Just the same, I think Oberstar’s “Phoenix” reference is more apt that Pawlenty’s “renaissance.”

It would be very easy to join the chorus in celebrating what appears to be an era of growth on the Iron Range. We could certainly use a renaissance. Renaissance literally means “rebirth.” The original “Renaissance” in Europe was the time when people started writing more poetry and stopped using the street as a commode. But I would put our current period on the Iron Range as something more like a recovery.

In the 1970s, when all the original taconite operations were running strong, the Range was booming. Everyone was (relatively) happy. Our school districts were (relatively) flush with cash. Local governments had (relatively) all the resources they needed to provide services with (relatively) low property taxation. Then the recession of the late 1970s belatedly hit the Iron Range in the early 1980s and our whole economy up here shrunk. Fewer jobs. Smaller population. While the job loss has slowed, the Iron Range population has never increased since that time.

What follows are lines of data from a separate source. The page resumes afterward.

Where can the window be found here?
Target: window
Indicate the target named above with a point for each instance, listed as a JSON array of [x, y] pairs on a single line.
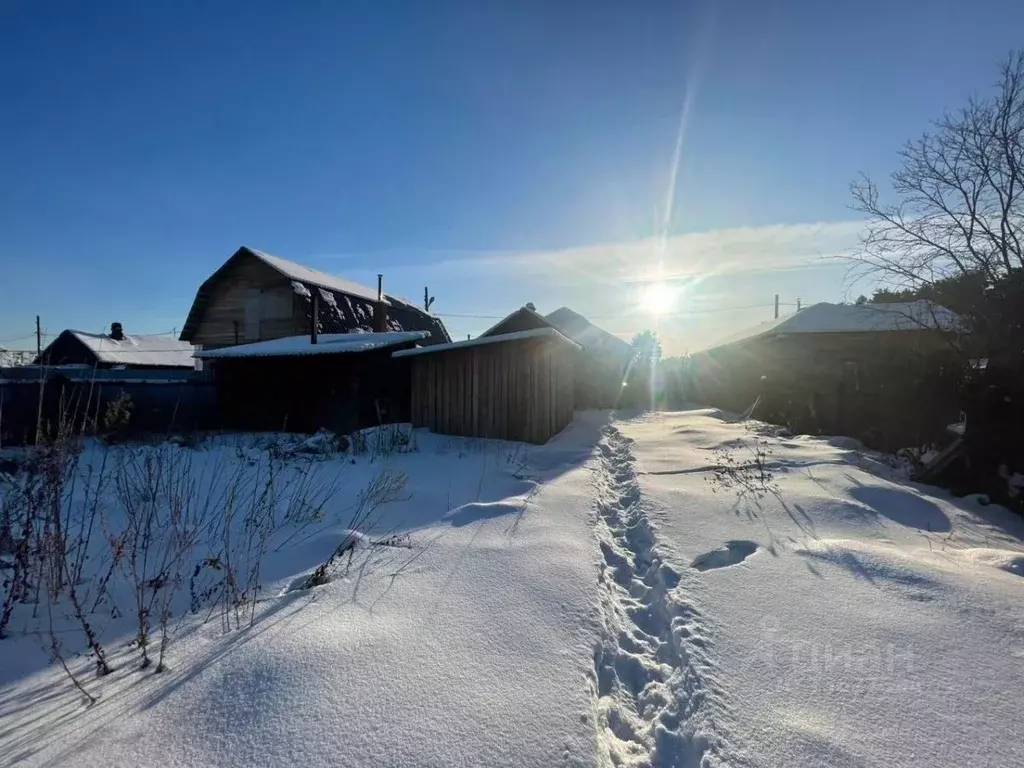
[[276, 304]]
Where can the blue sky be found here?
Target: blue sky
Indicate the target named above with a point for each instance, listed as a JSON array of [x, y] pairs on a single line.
[[498, 152]]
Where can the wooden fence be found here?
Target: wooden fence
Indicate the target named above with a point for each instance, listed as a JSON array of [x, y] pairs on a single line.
[[161, 400]]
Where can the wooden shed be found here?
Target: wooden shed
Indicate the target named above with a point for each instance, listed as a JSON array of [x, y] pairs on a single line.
[[342, 382], [514, 386]]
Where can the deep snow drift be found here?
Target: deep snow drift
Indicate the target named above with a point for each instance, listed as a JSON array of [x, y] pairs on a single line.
[[671, 590]]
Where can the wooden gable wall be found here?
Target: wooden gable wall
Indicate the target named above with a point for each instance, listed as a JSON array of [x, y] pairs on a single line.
[[250, 302]]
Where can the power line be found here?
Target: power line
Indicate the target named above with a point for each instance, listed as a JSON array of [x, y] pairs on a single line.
[[708, 310]]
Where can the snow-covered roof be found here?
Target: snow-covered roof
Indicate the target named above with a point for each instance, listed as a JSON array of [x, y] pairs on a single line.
[[537, 333], [136, 349], [295, 271], [291, 346], [521, 310], [586, 334], [825, 317]]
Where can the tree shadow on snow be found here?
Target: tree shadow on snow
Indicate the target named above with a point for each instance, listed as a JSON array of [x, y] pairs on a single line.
[[902, 506]]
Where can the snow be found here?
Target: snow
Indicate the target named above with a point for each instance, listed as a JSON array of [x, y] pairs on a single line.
[[825, 317], [587, 335], [469, 648], [326, 344], [304, 274], [844, 617], [529, 312], [138, 349], [664, 590], [14, 358], [537, 333]]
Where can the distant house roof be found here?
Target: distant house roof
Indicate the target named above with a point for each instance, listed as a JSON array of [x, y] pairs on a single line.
[[345, 305], [135, 349], [825, 317], [523, 318], [587, 335], [537, 333], [292, 346]]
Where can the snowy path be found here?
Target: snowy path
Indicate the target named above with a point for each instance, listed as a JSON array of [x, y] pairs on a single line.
[[601, 604], [652, 675], [844, 619]]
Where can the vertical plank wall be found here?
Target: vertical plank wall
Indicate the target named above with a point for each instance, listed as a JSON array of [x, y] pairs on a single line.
[[517, 390]]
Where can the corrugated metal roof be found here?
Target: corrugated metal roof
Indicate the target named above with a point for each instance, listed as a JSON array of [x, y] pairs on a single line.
[[291, 346], [138, 349], [537, 333], [825, 317]]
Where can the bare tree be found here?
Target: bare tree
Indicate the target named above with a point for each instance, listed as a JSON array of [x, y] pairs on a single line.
[[958, 208]]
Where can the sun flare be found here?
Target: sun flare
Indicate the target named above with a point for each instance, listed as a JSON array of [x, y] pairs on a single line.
[[657, 298]]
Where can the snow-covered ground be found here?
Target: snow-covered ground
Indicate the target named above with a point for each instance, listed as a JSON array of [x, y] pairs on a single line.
[[670, 590]]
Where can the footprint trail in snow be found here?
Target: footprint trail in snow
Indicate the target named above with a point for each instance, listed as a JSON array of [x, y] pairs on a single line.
[[657, 702]]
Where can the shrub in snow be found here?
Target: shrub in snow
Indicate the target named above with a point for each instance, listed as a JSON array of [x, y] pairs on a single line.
[[384, 488], [744, 470]]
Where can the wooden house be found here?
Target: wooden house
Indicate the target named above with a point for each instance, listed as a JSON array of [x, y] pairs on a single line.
[[258, 297], [869, 371], [117, 349], [515, 386], [603, 375]]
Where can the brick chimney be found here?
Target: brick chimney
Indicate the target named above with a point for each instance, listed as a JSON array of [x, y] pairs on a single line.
[[380, 309]]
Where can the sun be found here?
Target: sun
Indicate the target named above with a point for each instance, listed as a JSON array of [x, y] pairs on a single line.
[[657, 298]]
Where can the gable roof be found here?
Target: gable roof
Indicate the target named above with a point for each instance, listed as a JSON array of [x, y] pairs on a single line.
[[346, 306], [825, 317], [536, 333], [136, 349], [522, 318], [587, 335], [295, 271], [292, 346]]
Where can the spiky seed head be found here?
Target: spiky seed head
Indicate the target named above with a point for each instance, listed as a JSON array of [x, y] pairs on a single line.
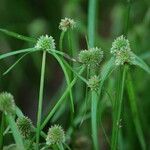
[[25, 126], [7, 103], [122, 51], [93, 83], [55, 135], [45, 43], [67, 23], [92, 57]]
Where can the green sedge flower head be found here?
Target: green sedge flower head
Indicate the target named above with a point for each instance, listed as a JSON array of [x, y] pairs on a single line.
[[92, 57], [7, 103], [55, 135], [25, 126], [93, 83], [122, 51], [45, 43], [67, 23]]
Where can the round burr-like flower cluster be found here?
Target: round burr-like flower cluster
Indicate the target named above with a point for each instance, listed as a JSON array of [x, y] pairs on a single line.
[[122, 51], [93, 83], [45, 43], [55, 135], [67, 23], [92, 57], [25, 126], [7, 104]]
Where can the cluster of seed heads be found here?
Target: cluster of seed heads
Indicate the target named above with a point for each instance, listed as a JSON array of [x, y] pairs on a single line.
[[25, 126], [122, 51], [55, 135], [91, 57], [7, 104], [66, 23], [93, 83], [45, 43]]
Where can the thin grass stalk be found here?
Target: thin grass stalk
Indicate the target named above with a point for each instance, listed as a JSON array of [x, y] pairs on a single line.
[[60, 101], [91, 22], [118, 108], [1, 131], [61, 40], [17, 137], [94, 103], [134, 110], [40, 99]]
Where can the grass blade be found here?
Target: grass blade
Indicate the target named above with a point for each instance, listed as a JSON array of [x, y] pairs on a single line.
[[14, 64], [40, 100], [139, 62], [17, 36], [134, 110], [118, 107], [15, 132], [60, 101], [67, 79], [2, 56], [94, 103]]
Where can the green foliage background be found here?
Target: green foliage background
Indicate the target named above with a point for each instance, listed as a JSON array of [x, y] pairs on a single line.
[[37, 17]]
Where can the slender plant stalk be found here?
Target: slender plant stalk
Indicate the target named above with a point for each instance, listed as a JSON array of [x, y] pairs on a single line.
[[91, 22], [134, 110], [61, 40], [40, 99], [1, 131], [118, 108], [94, 119], [15, 132], [60, 101]]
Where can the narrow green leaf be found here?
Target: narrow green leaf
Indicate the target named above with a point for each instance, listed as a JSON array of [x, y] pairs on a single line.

So all this stuff — Mesabi Nugget, Minnesota Steel, the Keetac expansion — is really just replacing stuff, and jobs, we had already lost. And, though the technology is light years ahead of the 1970s, by and large these operations are doing what was done by their predecessors: Mining for the purpose of making steel. Only it’s not the 1970s all over. Our school districts and local governments have been dramatically weakened by the economic strain of the past three decades. Many schools are in deep debt and the curriculum is but a shadow of its past self. The Iron Range schools of the 1970s sent poor kids off to be doctors and lawyers. Today, the only kids able to do that are the sons and daughters of the same doctors and lawyers. That is not the Iron Range I know and love.

Other exciting developments, such as the prospect of using magnetization to extract iron from old piles of mining overburden, fall under the category of high tech salvage. Still others, like Excelsior Energy’s Mesabi Energy Project, are just boondoggles unlikely to ever be built for a host of reasons.

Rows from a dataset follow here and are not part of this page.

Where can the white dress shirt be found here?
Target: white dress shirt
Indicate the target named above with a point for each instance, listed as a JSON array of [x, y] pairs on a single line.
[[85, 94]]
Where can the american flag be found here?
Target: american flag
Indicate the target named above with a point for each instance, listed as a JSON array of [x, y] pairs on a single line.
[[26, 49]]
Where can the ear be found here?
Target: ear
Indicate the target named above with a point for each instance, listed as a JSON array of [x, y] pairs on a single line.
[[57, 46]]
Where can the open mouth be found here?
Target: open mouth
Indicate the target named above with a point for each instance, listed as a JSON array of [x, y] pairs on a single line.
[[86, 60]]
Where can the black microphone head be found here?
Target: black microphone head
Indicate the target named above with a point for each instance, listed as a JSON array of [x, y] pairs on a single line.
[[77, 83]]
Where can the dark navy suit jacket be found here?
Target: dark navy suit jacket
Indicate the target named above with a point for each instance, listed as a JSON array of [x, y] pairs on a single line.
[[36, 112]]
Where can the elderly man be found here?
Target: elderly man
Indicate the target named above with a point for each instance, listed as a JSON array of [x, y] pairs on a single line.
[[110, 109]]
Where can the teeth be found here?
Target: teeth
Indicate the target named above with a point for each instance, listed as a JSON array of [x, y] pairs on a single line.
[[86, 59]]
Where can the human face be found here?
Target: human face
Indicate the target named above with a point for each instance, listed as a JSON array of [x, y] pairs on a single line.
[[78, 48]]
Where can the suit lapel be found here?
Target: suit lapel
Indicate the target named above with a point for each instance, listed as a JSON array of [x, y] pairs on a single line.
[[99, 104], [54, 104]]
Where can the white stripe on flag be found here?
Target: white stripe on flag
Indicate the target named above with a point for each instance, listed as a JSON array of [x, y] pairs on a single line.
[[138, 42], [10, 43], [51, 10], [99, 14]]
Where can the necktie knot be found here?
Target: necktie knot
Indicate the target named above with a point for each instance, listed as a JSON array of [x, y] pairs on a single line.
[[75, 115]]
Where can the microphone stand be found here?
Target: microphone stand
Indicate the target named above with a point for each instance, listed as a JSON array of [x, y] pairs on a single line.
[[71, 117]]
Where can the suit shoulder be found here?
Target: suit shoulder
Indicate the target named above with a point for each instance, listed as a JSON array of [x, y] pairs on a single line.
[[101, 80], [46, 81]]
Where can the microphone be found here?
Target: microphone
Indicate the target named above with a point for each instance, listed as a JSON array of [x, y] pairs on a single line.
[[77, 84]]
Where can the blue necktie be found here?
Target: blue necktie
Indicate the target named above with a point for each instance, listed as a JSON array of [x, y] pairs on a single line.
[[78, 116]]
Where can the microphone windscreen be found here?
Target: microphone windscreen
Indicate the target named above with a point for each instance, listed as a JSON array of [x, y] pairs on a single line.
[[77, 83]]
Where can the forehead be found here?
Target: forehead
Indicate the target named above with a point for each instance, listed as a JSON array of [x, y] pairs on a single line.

So, I’ll go a little further than the governor in saying that what we need is a renaissance on the Iron Range. We need to figure out a way to create an economy that grows parallel to the natural resources economy that has existed here in some form for 125 years. Now is the perfect time to fire up this effort because it would appear that there may be some new money moving through our economy. But we aren’t there yet. We need this Phoenix to not only rise from the ashes, but lay down high speed Internet lines into people’s houses, attract telecommuters and creativity, improve the quality of life in our communities, and — most of all — secure our public schools for a new generation of learners.

That, my friends, is the renaissance we need.

Comments

  1. Anonymous says

    I think you are very much on the right track, Aaron. There will never be the renaissance of the Iron Range if we continue to focus on just the mining industry if for no other reason than there is less demand for labor to produce the same amount of iron. What is happening is at best considered a partial recovery in that we can only hope to recover some of the lost jobs of the past.

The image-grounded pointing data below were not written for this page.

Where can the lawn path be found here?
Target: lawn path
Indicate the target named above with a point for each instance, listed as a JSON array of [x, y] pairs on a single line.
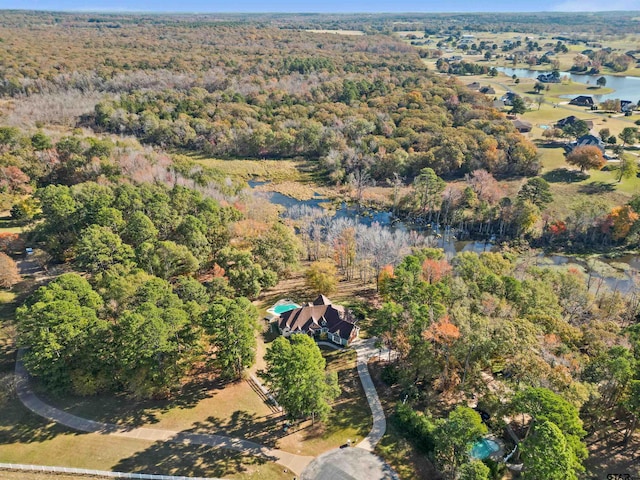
[[295, 463]]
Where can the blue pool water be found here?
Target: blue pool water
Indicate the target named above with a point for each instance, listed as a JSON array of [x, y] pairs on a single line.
[[285, 307], [483, 448]]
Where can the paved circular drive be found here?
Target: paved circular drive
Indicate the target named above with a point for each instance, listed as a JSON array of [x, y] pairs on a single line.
[[350, 463]]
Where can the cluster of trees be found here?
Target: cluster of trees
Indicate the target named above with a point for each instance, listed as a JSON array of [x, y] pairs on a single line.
[[166, 282], [384, 125], [556, 355], [296, 376], [360, 251]]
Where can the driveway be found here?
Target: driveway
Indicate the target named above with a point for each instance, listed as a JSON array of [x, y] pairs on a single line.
[[349, 463]]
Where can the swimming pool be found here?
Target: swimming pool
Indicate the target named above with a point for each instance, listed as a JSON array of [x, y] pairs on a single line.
[[483, 448], [284, 307]]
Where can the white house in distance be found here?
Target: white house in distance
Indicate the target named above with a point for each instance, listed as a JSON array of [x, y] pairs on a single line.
[[320, 317]]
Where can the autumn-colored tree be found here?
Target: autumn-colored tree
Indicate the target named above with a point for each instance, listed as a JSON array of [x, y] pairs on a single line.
[[587, 158], [620, 220], [443, 334], [9, 274], [435, 270], [386, 273], [322, 277], [8, 241]]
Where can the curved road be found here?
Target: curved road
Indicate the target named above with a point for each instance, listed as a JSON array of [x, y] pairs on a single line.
[[296, 463]]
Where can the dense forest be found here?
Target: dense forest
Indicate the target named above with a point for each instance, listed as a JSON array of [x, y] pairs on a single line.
[[156, 261]]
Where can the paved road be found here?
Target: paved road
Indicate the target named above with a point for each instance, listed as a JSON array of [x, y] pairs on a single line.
[[348, 464], [357, 463], [295, 463], [365, 350]]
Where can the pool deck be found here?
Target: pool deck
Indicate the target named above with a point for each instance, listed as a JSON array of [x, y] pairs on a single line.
[[283, 301]]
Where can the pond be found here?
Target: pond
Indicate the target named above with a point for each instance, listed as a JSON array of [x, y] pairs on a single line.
[[444, 239], [625, 88], [620, 274]]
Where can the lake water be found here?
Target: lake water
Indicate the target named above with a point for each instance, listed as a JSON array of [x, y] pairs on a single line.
[[626, 88]]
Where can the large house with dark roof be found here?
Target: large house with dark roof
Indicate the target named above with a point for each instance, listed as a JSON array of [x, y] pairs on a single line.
[[582, 101], [321, 317]]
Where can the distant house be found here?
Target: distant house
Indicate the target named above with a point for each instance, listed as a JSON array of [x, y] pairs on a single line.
[[585, 141], [552, 77], [521, 125], [498, 104], [320, 317], [626, 105], [582, 101], [563, 122]]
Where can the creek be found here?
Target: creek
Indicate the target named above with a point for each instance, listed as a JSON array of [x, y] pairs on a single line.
[[620, 274]]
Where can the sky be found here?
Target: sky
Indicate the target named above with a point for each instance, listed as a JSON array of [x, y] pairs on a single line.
[[323, 6]]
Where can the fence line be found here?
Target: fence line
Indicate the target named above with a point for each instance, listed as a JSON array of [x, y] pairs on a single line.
[[97, 473]]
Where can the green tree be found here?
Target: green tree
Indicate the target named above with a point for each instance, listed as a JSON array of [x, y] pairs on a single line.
[[454, 438], [576, 129], [245, 276], [322, 277], [99, 248], [546, 454], [139, 229], [297, 378], [40, 141], [9, 274], [537, 191], [427, 188], [632, 406], [59, 325], [543, 405], [166, 259], [232, 325], [628, 135]]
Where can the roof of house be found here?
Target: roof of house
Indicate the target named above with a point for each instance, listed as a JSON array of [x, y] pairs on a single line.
[[586, 141], [521, 125], [320, 313], [570, 120], [582, 99]]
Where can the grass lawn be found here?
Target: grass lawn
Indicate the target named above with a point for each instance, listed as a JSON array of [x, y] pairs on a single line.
[[8, 224], [211, 404], [394, 448], [350, 417], [29, 439], [569, 186], [266, 170]]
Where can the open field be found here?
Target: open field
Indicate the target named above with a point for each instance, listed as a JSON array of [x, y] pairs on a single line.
[[26, 438], [338, 32], [569, 187], [619, 44], [265, 170]]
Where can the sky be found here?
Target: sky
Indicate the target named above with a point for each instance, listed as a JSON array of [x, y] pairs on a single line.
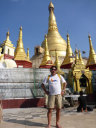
[[76, 17]]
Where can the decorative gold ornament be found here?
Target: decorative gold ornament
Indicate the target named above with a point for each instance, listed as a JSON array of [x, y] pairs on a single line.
[[69, 54], [54, 39], [46, 59], [92, 54], [58, 64], [80, 73], [20, 52]]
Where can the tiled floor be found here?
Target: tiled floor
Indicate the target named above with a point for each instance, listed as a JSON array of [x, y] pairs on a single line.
[[37, 118]]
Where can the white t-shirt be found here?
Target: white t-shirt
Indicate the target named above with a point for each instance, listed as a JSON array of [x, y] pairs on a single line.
[[54, 84]]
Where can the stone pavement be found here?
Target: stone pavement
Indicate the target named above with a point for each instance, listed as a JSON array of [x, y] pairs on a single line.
[[36, 118]]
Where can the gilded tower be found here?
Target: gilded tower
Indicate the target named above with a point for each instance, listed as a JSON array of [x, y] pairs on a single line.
[[46, 62], [7, 48], [54, 39], [68, 60], [91, 63], [20, 56]]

    In order to have a true renaissance, we need to focus more of our economic development efforts on things that benefit workers in more industries. The Italian renaissance was marked by a flourishing of the arts and knowledge. Perhaps this points the way for a true renaissance on the Range – focusing more economic development money on arts and education spending INTENDED TO KEEP PEOPLE HERE.

    A novel idea? Perhaps. But money spent to keep arts alive on the Range keeps people here, creating something new, and really benefits the main street economy. That would be such a cool development. I bet we could buy the average arts job a lot less expensively than we buy the average steel industry job. What do you think?